CFLs are “on-off” only; their light output can’t be modulated using a dimmer. Which means replacing the fixture, if incandescents aren’t available.
The possibility of being exposed to toxic mercury is also something that might concern people — and be worth avoiding by paying more for electricity (and less for medical care).
CFLs also take a moment to “light off.” For the gas inside the bulbs to fluoresce and produce illumination. For many people, this is as unappealing as having to flush a low-flow toilet (another government-mandated “efficiency”) twice instead of once to get the job done.
LED lights produce more pleasant light than CFLs and also immediate light; they sometimes work with dimmer switches, too, but not always. No toxic mercury inside them, either.
But they are even more expensive than CFLs, about $5 each for a 75 watt equivalent.

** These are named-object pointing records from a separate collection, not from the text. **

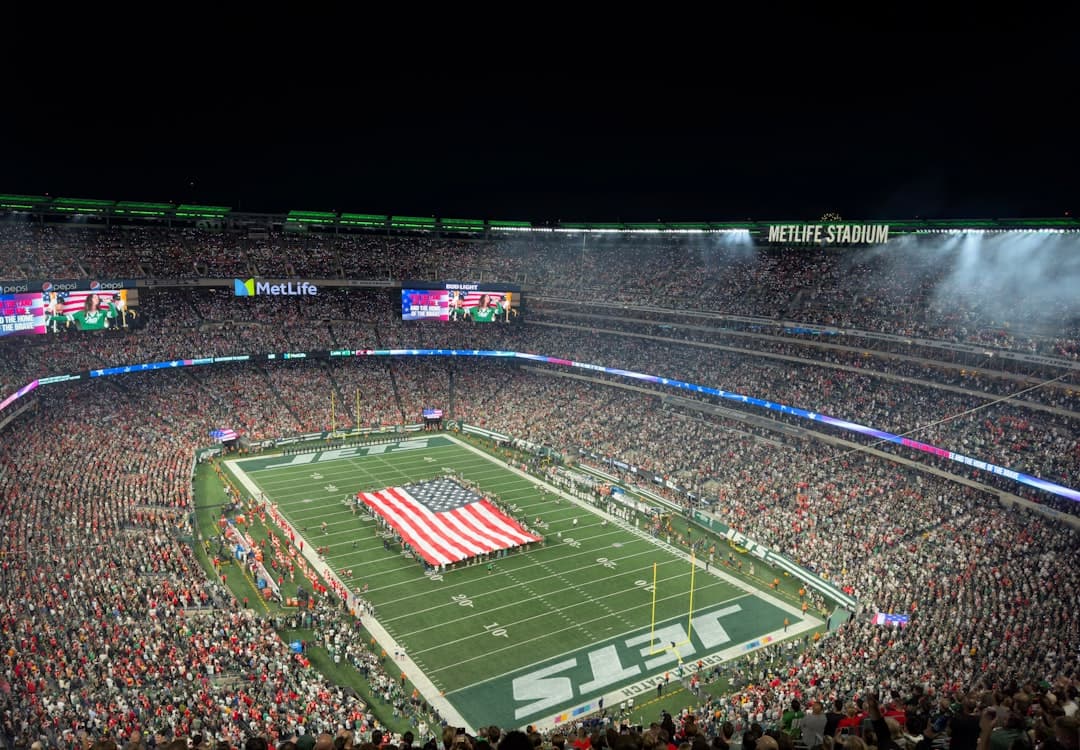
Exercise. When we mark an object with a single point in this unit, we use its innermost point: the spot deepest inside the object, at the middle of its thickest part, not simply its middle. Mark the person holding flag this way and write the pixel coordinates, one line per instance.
(91, 317)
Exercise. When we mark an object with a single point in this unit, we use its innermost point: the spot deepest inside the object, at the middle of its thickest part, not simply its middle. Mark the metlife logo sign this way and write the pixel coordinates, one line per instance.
(252, 288)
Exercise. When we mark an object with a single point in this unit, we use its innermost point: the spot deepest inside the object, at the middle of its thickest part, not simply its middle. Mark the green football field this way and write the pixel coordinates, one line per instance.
(547, 632)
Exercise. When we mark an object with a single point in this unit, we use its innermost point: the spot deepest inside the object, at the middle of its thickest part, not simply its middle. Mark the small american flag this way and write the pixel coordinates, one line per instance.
(445, 522)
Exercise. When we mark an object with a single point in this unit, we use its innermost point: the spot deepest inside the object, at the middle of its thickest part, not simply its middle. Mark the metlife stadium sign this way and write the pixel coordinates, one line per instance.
(252, 288)
(828, 233)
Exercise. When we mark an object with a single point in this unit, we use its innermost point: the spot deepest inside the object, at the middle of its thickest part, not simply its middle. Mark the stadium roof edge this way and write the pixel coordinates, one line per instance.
(46, 205)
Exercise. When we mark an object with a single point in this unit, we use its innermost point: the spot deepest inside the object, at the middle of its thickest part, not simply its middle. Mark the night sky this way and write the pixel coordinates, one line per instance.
(881, 138)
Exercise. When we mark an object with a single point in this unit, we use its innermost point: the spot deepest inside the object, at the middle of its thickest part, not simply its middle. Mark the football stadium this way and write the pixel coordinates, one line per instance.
(318, 479)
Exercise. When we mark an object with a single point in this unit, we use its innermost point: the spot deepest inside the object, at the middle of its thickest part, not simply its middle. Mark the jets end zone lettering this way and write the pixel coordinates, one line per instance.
(832, 233)
(608, 666)
(351, 452)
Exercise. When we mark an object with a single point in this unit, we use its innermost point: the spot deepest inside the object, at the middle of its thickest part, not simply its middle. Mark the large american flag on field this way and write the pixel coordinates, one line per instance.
(445, 522)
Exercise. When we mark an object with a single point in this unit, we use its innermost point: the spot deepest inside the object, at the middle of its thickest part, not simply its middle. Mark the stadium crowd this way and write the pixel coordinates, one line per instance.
(109, 625)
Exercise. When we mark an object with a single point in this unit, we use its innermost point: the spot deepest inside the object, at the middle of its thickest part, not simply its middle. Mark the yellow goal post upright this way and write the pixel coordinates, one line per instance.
(689, 616)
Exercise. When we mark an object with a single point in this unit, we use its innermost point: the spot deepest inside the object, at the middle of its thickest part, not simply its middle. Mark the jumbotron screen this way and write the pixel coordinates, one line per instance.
(460, 302)
(36, 312)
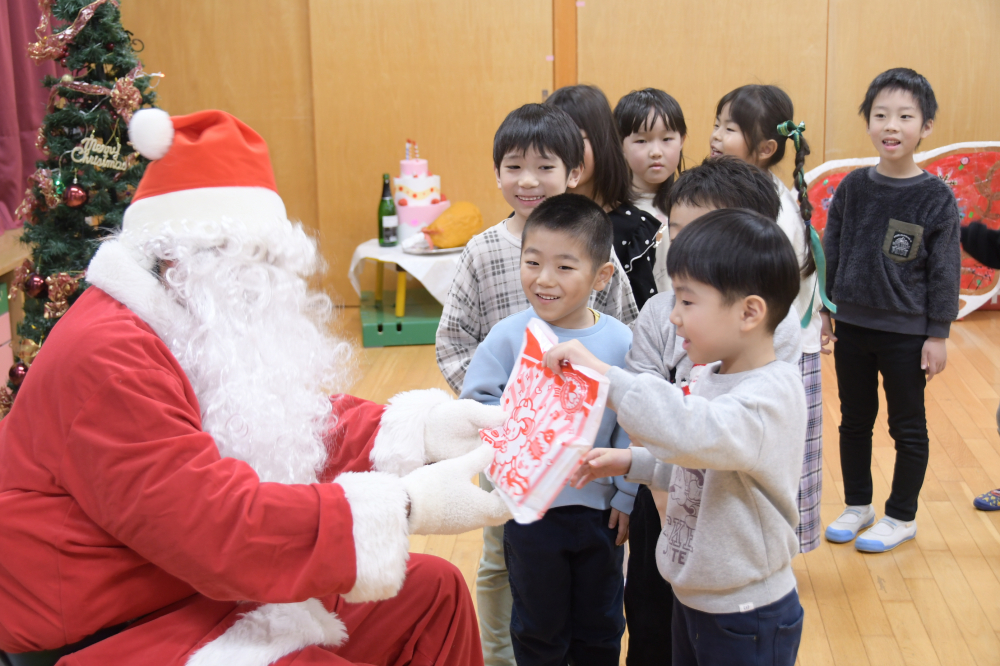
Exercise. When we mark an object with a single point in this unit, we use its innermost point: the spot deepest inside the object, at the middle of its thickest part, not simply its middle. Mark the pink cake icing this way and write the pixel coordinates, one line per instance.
(417, 194)
(414, 218)
(413, 167)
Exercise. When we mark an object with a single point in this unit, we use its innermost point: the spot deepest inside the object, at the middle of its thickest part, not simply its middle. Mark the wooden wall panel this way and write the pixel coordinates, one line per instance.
(698, 50)
(441, 72)
(564, 43)
(250, 58)
(953, 44)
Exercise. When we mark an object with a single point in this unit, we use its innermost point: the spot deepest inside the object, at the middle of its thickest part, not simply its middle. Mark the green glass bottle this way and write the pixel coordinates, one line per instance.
(388, 223)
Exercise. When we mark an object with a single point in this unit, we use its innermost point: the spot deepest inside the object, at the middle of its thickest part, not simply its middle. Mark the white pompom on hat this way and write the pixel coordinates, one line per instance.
(206, 166)
(151, 133)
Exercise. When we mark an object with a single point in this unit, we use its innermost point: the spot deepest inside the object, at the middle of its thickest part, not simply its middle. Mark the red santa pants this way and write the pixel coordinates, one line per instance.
(430, 622)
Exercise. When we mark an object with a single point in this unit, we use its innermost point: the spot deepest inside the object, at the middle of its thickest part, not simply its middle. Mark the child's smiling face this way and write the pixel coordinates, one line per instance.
(557, 276)
(527, 179)
(896, 125)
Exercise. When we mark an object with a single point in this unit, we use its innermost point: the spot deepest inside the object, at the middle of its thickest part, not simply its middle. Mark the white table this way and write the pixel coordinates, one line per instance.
(434, 271)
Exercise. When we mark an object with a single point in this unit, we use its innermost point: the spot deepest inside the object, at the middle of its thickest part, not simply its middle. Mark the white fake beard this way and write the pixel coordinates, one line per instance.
(255, 343)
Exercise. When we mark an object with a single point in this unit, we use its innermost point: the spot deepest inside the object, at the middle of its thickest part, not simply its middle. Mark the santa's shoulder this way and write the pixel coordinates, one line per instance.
(97, 338)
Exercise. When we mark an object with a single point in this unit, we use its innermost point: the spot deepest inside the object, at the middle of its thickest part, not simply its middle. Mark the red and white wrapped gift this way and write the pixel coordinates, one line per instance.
(551, 423)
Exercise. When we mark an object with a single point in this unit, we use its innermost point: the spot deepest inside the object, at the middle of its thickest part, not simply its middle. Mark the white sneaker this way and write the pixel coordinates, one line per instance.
(886, 535)
(853, 520)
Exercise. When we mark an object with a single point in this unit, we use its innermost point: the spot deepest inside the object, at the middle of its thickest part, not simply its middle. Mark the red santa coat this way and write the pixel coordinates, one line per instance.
(114, 504)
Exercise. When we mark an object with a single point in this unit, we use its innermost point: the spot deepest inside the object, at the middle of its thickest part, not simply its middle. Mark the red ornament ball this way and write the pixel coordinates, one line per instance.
(17, 373)
(34, 286)
(76, 196)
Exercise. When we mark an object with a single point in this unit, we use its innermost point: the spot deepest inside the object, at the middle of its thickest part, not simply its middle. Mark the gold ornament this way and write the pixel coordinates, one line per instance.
(27, 350)
(6, 401)
(61, 287)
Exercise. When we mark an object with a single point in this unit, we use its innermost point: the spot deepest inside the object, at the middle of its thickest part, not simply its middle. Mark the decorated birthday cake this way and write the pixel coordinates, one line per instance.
(417, 194)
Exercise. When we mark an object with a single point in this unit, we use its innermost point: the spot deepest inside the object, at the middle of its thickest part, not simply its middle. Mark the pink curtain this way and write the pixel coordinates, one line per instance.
(22, 103)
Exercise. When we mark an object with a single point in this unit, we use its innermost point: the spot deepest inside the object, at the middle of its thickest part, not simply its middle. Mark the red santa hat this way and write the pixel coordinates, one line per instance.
(206, 166)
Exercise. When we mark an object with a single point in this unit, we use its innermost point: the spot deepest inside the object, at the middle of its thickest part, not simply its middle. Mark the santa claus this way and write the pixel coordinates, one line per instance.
(177, 486)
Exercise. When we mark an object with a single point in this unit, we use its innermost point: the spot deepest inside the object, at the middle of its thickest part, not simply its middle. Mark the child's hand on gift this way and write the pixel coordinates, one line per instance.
(826, 335)
(599, 463)
(619, 520)
(572, 352)
(933, 357)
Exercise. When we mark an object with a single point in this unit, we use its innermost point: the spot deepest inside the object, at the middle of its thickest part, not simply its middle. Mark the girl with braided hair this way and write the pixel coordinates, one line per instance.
(754, 123)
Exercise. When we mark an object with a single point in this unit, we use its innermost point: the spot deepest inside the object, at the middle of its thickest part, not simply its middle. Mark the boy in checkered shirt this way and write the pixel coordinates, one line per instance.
(537, 153)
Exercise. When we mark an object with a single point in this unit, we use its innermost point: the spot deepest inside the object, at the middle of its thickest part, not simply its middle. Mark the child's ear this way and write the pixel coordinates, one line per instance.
(603, 276)
(926, 130)
(766, 150)
(754, 313)
(573, 178)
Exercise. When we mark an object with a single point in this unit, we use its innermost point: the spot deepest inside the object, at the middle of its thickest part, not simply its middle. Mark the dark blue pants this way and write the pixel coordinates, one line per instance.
(860, 355)
(648, 598)
(765, 636)
(567, 585)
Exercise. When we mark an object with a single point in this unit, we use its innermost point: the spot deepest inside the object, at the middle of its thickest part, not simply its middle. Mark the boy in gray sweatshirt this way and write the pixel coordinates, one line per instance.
(730, 453)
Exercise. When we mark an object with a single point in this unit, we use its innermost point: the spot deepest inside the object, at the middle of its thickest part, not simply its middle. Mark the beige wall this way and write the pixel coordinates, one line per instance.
(248, 57)
(337, 86)
(954, 44)
(441, 72)
(701, 49)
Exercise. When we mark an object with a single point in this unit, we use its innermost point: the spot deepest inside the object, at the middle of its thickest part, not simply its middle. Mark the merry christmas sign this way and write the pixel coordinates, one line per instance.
(551, 423)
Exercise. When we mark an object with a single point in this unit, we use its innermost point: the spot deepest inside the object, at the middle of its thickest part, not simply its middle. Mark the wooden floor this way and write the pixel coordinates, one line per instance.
(935, 600)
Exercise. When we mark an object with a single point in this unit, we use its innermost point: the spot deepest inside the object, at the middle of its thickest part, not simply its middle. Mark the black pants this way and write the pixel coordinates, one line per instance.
(765, 636)
(648, 598)
(860, 355)
(567, 585)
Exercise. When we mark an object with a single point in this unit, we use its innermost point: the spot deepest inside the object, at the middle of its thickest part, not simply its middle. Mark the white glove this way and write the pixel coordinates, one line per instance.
(420, 427)
(452, 428)
(443, 499)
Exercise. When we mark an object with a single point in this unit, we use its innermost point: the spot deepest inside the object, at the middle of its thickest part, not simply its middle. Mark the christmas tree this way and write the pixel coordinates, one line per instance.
(81, 189)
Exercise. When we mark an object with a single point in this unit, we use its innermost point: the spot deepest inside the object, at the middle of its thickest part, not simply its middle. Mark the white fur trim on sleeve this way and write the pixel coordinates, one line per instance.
(270, 632)
(381, 533)
(119, 270)
(399, 444)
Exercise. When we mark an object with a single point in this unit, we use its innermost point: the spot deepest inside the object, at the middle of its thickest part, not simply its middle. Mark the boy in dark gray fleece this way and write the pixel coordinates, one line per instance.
(729, 453)
(893, 268)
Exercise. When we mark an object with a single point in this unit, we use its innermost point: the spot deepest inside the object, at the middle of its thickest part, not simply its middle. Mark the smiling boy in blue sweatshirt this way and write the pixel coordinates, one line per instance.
(565, 569)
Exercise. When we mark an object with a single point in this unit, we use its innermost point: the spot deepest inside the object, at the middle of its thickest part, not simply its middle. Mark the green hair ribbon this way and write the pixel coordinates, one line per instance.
(790, 130)
(793, 131)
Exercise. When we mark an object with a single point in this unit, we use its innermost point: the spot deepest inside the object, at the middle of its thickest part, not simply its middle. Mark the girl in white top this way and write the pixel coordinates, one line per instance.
(653, 131)
(754, 123)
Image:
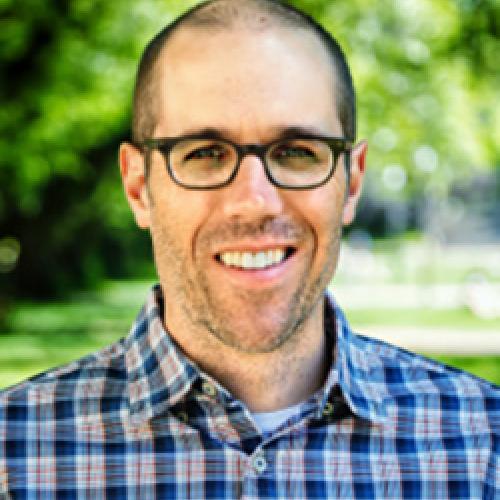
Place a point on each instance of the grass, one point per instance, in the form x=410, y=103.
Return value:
x=39, y=336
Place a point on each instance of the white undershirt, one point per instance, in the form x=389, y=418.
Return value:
x=268, y=422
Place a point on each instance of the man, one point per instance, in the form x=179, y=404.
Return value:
x=241, y=378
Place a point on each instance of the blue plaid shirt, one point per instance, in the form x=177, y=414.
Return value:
x=138, y=420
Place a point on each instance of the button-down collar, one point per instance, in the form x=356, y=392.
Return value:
x=160, y=375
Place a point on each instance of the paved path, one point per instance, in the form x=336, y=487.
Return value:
x=440, y=340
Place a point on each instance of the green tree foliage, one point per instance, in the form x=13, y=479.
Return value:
x=426, y=73
x=66, y=81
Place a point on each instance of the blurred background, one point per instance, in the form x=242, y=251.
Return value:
x=421, y=264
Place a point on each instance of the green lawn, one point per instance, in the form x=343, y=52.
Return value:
x=40, y=336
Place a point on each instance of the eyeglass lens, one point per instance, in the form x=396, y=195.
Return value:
x=209, y=162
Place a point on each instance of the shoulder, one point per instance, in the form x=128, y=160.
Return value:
x=85, y=387
x=416, y=385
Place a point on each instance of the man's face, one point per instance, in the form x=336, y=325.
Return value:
x=249, y=86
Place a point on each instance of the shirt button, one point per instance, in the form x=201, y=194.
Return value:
x=208, y=389
x=183, y=417
x=259, y=463
x=328, y=409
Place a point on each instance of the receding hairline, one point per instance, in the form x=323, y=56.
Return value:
x=234, y=15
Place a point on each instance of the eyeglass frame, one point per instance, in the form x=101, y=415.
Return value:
x=164, y=145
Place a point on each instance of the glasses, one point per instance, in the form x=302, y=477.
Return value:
x=204, y=162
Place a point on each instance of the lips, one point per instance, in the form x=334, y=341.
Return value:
x=250, y=260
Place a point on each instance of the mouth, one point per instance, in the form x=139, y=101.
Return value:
x=255, y=260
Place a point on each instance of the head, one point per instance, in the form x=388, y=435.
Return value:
x=245, y=265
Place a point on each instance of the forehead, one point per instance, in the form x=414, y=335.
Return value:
x=242, y=78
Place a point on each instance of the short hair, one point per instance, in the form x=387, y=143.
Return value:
x=224, y=14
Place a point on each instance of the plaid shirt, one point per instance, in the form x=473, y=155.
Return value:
x=140, y=421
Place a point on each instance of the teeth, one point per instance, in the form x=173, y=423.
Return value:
x=251, y=260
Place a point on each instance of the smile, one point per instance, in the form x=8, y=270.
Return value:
x=255, y=260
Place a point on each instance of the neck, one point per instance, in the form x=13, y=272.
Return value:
x=263, y=381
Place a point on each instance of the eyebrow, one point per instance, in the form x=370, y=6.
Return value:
x=277, y=132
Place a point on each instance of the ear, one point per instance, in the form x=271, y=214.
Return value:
x=358, y=166
x=132, y=169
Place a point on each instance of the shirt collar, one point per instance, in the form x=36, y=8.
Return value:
x=160, y=375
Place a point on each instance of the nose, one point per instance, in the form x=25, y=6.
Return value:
x=251, y=193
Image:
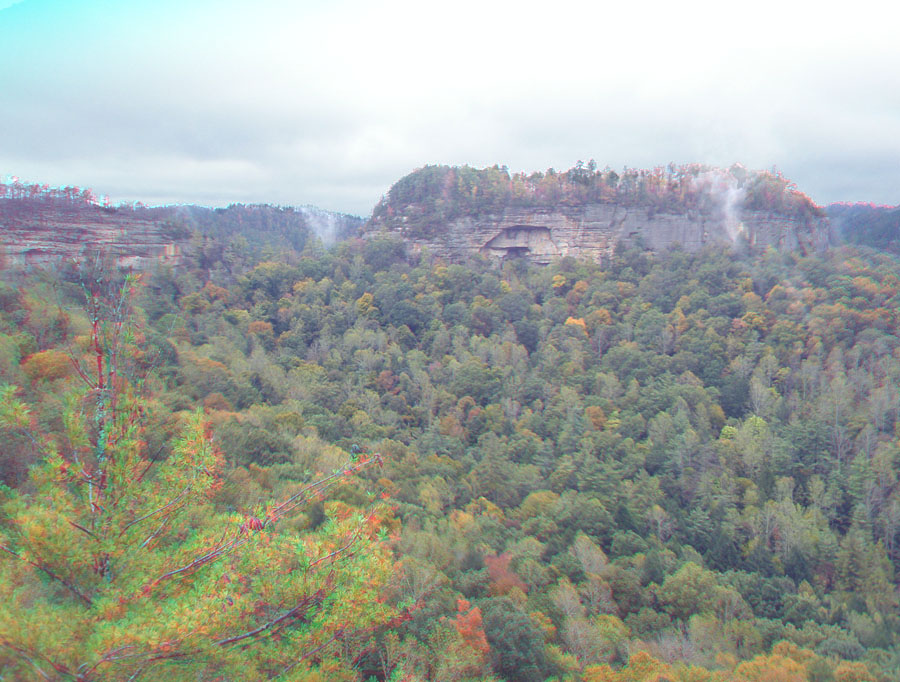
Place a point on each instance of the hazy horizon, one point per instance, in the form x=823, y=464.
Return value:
x=328, y=104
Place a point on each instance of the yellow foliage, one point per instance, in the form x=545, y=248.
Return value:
x=47, y=365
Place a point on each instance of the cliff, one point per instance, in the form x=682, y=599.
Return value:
x=540, y=220
x=40, y=226
x=35, y=232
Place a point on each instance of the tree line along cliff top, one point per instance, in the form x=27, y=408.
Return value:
x=434, y=195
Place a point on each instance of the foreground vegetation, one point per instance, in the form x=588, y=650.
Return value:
x=674, y=466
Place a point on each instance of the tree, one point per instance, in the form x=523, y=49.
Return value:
x=116, y=563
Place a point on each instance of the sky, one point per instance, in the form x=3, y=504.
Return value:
x=328, y=102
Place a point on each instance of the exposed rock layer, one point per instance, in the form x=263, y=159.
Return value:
x=593, y=231
x=43, y=235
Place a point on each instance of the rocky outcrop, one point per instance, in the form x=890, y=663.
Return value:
x=43, y=230
x=593, y=231
x=39, y=234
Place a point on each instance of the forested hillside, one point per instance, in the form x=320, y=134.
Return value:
x=675, y=466
x=431, y=196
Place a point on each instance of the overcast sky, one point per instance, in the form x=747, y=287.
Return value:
x=329, y=102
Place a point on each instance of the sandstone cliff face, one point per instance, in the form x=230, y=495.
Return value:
x=593, y=231
x=35, y=235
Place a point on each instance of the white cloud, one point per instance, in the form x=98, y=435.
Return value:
x=329, y=102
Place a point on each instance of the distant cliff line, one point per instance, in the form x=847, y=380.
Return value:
x=41, y=226
x=457, y=212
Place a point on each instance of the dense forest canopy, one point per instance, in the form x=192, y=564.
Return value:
x=675, y=466
x=432, y=195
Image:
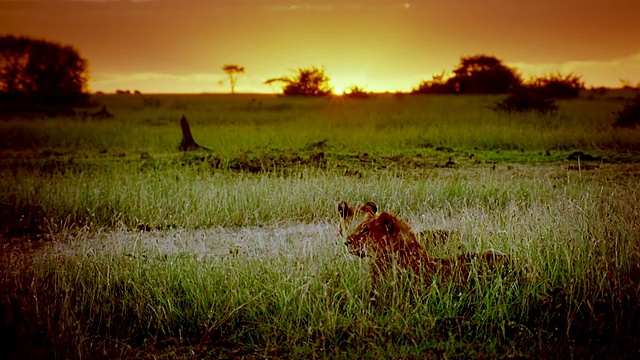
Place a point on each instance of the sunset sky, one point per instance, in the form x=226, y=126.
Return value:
x=379, y=45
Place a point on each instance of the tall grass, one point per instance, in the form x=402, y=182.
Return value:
x=278, y=287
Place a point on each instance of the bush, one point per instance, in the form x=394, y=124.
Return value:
x=308, y=82
x=525, y=101
x=630, y=115
x=356, y=92
x=41, y=72
x=557, y=86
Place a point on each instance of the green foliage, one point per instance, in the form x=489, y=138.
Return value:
x=117, y=244
x=308, y=82
x=41, y=71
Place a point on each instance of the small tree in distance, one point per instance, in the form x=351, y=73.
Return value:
x=308, y=82
x=233, y=71
x=478, y=74
x=42, y=72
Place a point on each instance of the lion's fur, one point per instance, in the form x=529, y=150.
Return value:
x=390, y=241
x=350, y=215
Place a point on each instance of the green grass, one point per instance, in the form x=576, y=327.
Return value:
x=117, y=245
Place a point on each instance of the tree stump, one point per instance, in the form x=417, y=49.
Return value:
x=102, y=114
x=188, y=144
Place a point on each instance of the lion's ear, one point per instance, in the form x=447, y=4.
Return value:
x=370, y=206
x=345, y=210
x=387, y=222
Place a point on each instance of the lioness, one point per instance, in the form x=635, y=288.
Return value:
x=391, y=241
x=350, y=215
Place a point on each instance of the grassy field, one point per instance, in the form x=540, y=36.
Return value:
x=116, y=244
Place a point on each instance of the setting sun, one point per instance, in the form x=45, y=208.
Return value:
x=383, y=45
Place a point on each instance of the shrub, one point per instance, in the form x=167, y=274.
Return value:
x=525, y=101
x=557, y=86
x=630, y=115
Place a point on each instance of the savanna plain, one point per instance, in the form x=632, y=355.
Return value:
x=116, y=244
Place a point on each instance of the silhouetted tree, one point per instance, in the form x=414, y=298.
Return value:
x=629, y=116
x=437, y=85
x=483, y=74
x=308, y=82
x=233, y=71
x=41, y=71
x=557, y=86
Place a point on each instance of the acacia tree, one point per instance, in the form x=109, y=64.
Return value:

And they don’t necessarily work with every fixture originally designed for incandescents.
Which explains why people still want incandescents. Why should they be denied what they want? Especially given they’re paying for it.
If they’re willing to buy light bulbs more often — and pay a bit more for the electricity used to light them — isn’t that their right in a free market? And if, as we are assured, CFLs and LEDs are superior on the merits, why is it necessary to ban their competition?
All the president did by rescinding the fatwa was to reinstate the freedom to choose. You’d think he’d done something … impeachable.